We are halfway through my final term of teaching voice in my current position, and this morning I had one of those magical moments that make teaching acting students so special.
Our first years are all taking turns at leading a short warm-up in class, and I’ve been at great pains to encourage them to be inventive, to mix and match exercises they may have learnt elsewhere, to make connections between their voice training and all their other classes and training. And boy, have they responded, with humming while doing squats and star jumps, different emotional sighs, singing rounds (including something from The Hunger Games), and an amazing range of tongue twisters – including “Benedict Cumberbatch”.
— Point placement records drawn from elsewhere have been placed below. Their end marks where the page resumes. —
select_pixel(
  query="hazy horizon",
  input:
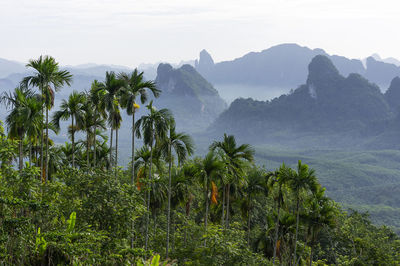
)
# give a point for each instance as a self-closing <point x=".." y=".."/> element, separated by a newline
<point x="128" y="33"/>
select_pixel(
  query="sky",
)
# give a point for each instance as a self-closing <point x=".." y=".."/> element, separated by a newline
<point x="129" y="32"/>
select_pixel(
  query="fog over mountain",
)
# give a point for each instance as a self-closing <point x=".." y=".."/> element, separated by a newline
<point x="285" y="66"/>
<point x="343" y="109"/>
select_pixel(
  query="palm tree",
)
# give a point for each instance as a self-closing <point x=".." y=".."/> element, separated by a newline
<point x="153" y="127"/>
<point x="182" y="184"/>
<point x="278" y="178"/>
<point x="107" y="92"/>
<point x="206" y="169"/>
<point x="46" y="74"/>
<point x="72" y="108"/>
<point x="96" y="96"/>
<point x="256" y="184"/>
<point x="183" y="146"/>
<point x="320" y="214"/>
<point x="134" y="86"/>
<point x="302" y="180"/>
<point x="234" y="157"/>
<point x="24" y="116"/>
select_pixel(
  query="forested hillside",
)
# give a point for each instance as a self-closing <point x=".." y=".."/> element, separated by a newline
<point x="73" y="204"/>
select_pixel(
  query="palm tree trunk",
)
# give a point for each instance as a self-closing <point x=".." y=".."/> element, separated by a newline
<point x="73" y="142"/>
<point x="133" y="170"/>
<point x="87" y="149"/>
<point x="276" y="230"/>
<point x="311" y="245"/>
<point x="47" y="143"/>
<point x="223" y="206"/>
<point x="169" y="197"/>
<point x="111" y="163"/>
<point x="20" y="161"/>
<point x="297" y="229"/>
<point x="206" y="214"/>
<point x="116" y="150"/>
<point x="94" y="142"/>
<point x="148" y="196"/>
<point x="248" y="223"/>
<point x="30" y="154"/>
<point x="227" y="205"/>
<point x="173" y="230"/>
<point x="42" y="140"/>
<point x="133" y="149"/>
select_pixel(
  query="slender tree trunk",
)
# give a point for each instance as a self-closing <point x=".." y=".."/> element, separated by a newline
<point x="206" y="214"/>
<point x="173" y="230"/>
<point x="227" y="205"/>
<point x="223" y="206"/>
<point x="42" y="142"/>
<point x="277" y="228"/>
<point x="47" y="144"/>
<point x="30" y="154"/>
<point x="111" y="161"/>
<point x="87" y="149"/>
<point x="94" y="143"/>
<point x="311" y="245"/>
<point x="169" y="195"/>
<point x="116" y="150"/>
<point x="248" y="224"/>
<point x="155" y="226"/>
<point x="297" y="229"/>
<point x="133" y="149"/>
<point x="21" y="159"/>
<point x="133" y="171"/>
<point x="73" y="142"/>
<point x="148" y="197"/>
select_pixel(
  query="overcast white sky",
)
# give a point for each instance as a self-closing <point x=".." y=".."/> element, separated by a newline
<point x="128" y="32"/>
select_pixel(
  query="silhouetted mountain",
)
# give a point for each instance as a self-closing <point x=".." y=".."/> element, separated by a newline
<point x="381" y="72"/>
<point x="8" y="67"/>
<point x="327" y="104"/>
<point x="389" y="60"/>
<point x="285" y="66"/>
<point x="392" y="95"/>
<point x="192" y="99"/>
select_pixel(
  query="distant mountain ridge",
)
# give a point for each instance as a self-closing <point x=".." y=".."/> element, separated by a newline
<point x="193" y="100"/>
<point x="328" y="104"/>
<point x="285" y="65"/>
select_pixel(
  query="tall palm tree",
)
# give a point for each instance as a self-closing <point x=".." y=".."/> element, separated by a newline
<point x="278" y="178"/>
<point x="96" y="96"/>
<point x="206" y="169"/>
<point x="256" y="184"/>
<point x="135" y="86"/>
<point x="303" y="179"/>
<point x="320" y="214"/>
<point x="183" y="146"/>
<point x="24" y="117"/>
<point x="234" y="157"/>
<point x="153" y="127"/>
<point x="72" y="108"/>
<point x="47" y="74"/>
<point x="107" y="92"/>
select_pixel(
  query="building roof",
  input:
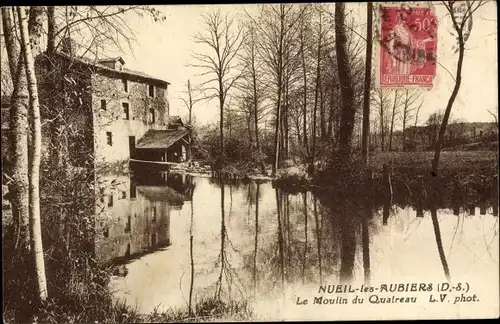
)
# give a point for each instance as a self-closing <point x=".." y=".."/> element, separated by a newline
<point x="174" y="121"/>
<point x="161" y="139"/>
<point x="165" y="194"/>
<point x="103" y="68"/>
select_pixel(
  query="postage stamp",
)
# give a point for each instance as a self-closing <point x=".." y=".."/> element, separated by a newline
<point x="408" y="46"/>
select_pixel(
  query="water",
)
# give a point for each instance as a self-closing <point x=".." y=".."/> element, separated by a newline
<point x="270" y="248"/>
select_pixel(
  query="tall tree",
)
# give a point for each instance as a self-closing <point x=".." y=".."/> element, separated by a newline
<point x="34" y="162"/>
<point x="277" y="30"/>
<point x="368" y="74"/>
<point x="382" y="101"/>
<point x="317" y="91"/>
<point x="224" y="45"/>
<point x="461" y="18"/>
<point x="189" y="102"/>
<point x="395" y="105"/>
<point x="410" y="99"/>
<point x="18" y="126"/>
<point x="252" y="83"/>
<point x="346" y="81"/>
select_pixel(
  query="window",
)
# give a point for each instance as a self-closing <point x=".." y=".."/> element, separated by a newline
<point x="109" y="138"/>
<point x="132" y="190"/>
<point x="125" y="111"/>
<point x="125" y="85"/>
<point x="152" y="118"/>
<point x="128" y="227"/>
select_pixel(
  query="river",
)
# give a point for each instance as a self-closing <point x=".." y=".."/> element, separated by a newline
<point x="250" y="241"/>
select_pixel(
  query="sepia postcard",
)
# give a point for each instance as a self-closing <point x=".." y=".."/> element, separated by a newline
<point x="250" y="162"/>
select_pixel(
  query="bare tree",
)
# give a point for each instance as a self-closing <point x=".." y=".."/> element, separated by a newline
<point x="409" y="99"/>
<point x="461" y="19"/>
<point x="346" y="81"/>
<point x="18" y="129"/>
<point x="252" y="84"/>
<point x="189" y="102"/>
<point x="395" y="105"/>
<point x="220" y="64"/>
<point x="278" y="26"/>
<point x="382" y="101"/>
<point x="34" y="161"/>
<point x="368" y="82"/>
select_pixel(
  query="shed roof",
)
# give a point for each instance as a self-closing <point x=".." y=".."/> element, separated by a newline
<point x="103" y="68"/>
<point x="161" y="139"/>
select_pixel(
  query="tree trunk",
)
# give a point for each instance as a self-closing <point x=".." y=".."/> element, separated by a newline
<point x="392" y="119"/>
<point x="345" y="77"/>
<point x="382" y="124"/>
<point x="221" y="122"/>
<point x="316" y="94"/>
<point x="51" y="30"/>
<point x="304" y="105"/>
<point x="405" y="117"/>
<point x="190" y="149"/>
<point x="368" y="77"/>
<point x="18" y="125"/>
<point x="34" y="164"/>
<point x="456" y="88"/>
<point x="278" y="103"/>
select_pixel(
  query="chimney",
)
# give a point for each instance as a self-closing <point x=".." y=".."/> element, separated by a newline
<point x="68" y="46"/>
<point x="113" y="63"/>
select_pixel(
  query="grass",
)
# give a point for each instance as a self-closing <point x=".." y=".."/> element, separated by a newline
<point x="449" y="160"/>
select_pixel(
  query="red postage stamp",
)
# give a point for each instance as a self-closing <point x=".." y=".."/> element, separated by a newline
<point x="407" y="51"/>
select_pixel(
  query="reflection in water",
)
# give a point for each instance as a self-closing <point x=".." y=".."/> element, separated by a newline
<point x="137" y="223"/>
<point x="350" y="241"/>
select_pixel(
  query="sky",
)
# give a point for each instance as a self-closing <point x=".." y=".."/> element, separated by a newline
<point x="163" y="49"/>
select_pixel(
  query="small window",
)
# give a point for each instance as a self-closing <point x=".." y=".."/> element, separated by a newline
<point x="152" y="115"/>
<point x="125" y="111"/>
<point x="129" y="224"/>
<point x="133" y="190"/>
<point x="125" y="85"/>
<point x="109" y="138"/>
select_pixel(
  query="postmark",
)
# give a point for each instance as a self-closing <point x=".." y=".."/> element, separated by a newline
<point x="407" y="48"/>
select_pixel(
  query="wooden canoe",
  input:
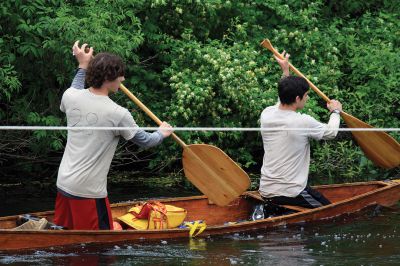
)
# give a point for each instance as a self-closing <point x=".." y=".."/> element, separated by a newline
<point x="345" y="198"/>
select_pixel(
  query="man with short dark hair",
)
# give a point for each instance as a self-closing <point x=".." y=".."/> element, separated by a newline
<point x="284" y="173"/>
<point x="82" y="202"/>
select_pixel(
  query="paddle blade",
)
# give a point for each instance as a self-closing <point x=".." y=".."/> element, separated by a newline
<point x="377" y="146"/>
<point x="215" y="174"/>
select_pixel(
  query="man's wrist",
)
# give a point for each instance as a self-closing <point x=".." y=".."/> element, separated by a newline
<point x="335" y="111"/>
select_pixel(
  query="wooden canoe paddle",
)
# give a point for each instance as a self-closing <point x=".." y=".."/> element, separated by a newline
<point x="207" y="167"/>
<point x="378" y="146"/>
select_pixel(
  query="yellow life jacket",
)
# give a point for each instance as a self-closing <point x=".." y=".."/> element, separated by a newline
<point x="159" y="216"/>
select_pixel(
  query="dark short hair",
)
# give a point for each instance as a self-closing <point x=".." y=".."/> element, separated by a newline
<point x="104" y="67"/>
<point x="291" y="87"/>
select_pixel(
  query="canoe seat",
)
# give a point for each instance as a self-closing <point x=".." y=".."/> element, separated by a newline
<point x="295" y="208"/>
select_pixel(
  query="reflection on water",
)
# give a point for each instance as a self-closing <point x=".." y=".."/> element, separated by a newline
<point x="372" y="238"/>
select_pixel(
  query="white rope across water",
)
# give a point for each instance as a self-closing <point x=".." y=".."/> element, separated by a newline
<point x="192" y="128"/>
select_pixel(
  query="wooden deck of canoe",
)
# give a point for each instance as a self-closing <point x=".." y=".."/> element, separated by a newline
<point x="345" y="198"/>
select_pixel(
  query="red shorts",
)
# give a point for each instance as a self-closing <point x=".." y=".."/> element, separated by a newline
<point x="83" y="213"/>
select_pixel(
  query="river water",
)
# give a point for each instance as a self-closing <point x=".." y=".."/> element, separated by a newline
<point x="370" y="238"/>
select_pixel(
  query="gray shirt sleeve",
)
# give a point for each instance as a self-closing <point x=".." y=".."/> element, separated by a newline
<point x="147" y="140"/>
<point x="79" y="80"/>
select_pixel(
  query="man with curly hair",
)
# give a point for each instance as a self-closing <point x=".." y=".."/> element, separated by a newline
<point x="82" y="202"/>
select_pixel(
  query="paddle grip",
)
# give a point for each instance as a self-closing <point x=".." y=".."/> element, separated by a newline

This morning, a student concluded his program by inviting everyone to speak in Omnish*, fully physicalising/embodying various emotional states as he called them out. Next, the instructions were to find your partner on the opposite side of the room and tell them how you felt in Omnish after the warm up leader called out various scenarios. The first was “pissed off”, the next was “you really love them, but you can’t actually touch them”. Then he selected one pair, who expressed their annoyance with each other (most vigorously!) until he sent in another actor to try and calm them down; then another walked past and attracted their attention, changing the dynamics of the scene until yet another entered and the mood and tone shifted again.
At this stage I suggested to the leader that he invite others to join in, one at a time, as if it were the situation of the monologue they are working on. They would begin speaking in Omnish and then slip into English whenever they felt like it.
So. Much. Fun. I would pay money to see that play.
*Omnish is the language, invented by Dudley Knight for Knight-Thompson Speechworks, which includes every sound that occurs in every language that is known to exist in the world at the present time.